On creating a fanzine for kids, by Cuistax’s Chloe Perarnau and Fanny Dreyer

Chloé (1983) and Fanny (1987) are Brussels-based illustrators who founded the capital’s first bilingual and micro-edition fanzine for children, Cuistax, in 2012. Their next issue will be coming out in the spring of 2018.

Photographer Thomas Ost (c).

We met at the Royal Academy of Fine Arts of Brussels, where we both studied illustration. After graduating in 2012, we continued drawing and working on projects together, supporting each other during the uneasy post-graduate phase of trying to set up our careers. We’d both had our fair share of commissioned work for several editors – usually French publishers of children’s books – but soon felt an itching to start something of our own. We noticed that asides from your mainstream, more corporate kids’ magazines published by large houses, there wasn’t anything undisputedly Bruxellois, something we could truly call our own. For one, there weren’t any bilingual publications for children, which we felt was a shame. So eventually, together with about a dozen fellow illustrators and friends, we decided to start the children’s fanzine Cuistax. We started off with a small budget, self-publishing a small print run of 100 copies. You could call this our dummy issue, which we presented during the month-long Colorama exhibition at Saint-Gilles’ Maison des Cultures.

We aim to go beyond stuffy pedagogics, stale stereotypes and condescending tones, and approach our little readers in a fun yet mature tone.

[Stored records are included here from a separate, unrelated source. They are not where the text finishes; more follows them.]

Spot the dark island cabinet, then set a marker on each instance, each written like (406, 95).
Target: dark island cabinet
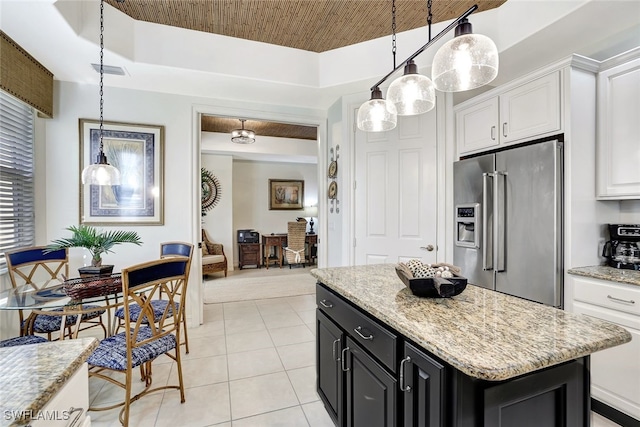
(330, 377)
(370, 375)
(371, 392)
(422, 381)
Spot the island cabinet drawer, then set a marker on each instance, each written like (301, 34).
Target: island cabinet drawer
(381, 342)
(617, 296)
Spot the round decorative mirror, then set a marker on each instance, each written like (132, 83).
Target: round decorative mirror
(211, 191)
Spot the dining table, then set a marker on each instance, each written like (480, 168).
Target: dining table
(76, 296)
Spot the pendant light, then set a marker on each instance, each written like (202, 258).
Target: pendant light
(413, 93)
(101, 172)
(466, 62)
(243, 136)
(379, 114)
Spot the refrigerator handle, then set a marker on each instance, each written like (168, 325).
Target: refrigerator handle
(499, 225)
(487, 246)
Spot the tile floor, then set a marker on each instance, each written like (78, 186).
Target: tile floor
(251, 363)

Right from the start, we wanted the practicality of small-scale publishing as well as the look and feel of an artisanal fanzine, without any of the limitations of monochromatic print. I mean, it is intended for children, after all. So, using a collection of illustrations we had already made, we opted for the technique of risograph printing which, thanks to the use of cartridges of block colour toners, allows for the production of bright and vivid booklets. Rather like silkscreen printing though, the machine can only print one colour at a time, which can be a bit of a challenge, since that means we constantly have to keep in mind the separation of colour layers. Additionally, more colours mean more costs, so we chose to stick to two or three distinctive colours, in relation to the issue’s specific theme. All in all, such a limited colour scheme allows us to aesthetically unify the diverse universes of our wide team of illustrators, all with their distinctive styles and backgrounds. We were pleasantly surprised by all the positive reactions we received at Colorama, which encouraged us to keep going. The magazine has since then evolved into a biannual, bilingual independent publication created by a mixed team of local illustrators and authors exclusively for Brussels’ youths. A collaborative effort between some absolutely fantastic artists, to whom we try to grant as much space and freedom to let their imaginations roam. In a weird way, Cuistax isn’t consciously intended for kids – it’s more a matter of us just doing what we like and staying true to our style. We aim to go beyond stuffy pedagogics, stale stereotypes and condescending tones, and approach our little readers in a fun yet mature tone. Of course, the content has to remain accessible and comprehensive to our young audience, but that doesn’t necessarily mean we have to offer something “easy”. Some people think that publishing our stories in both French and Dutch is meant to be politically charged or educational, but that’s hardly the case. It’s just that bilingualism is an evident fact of life in Brussels, so why would we opt for one over the other? Perhaps, overall, there is an element of childhood nostalgia for us working on Cuistax.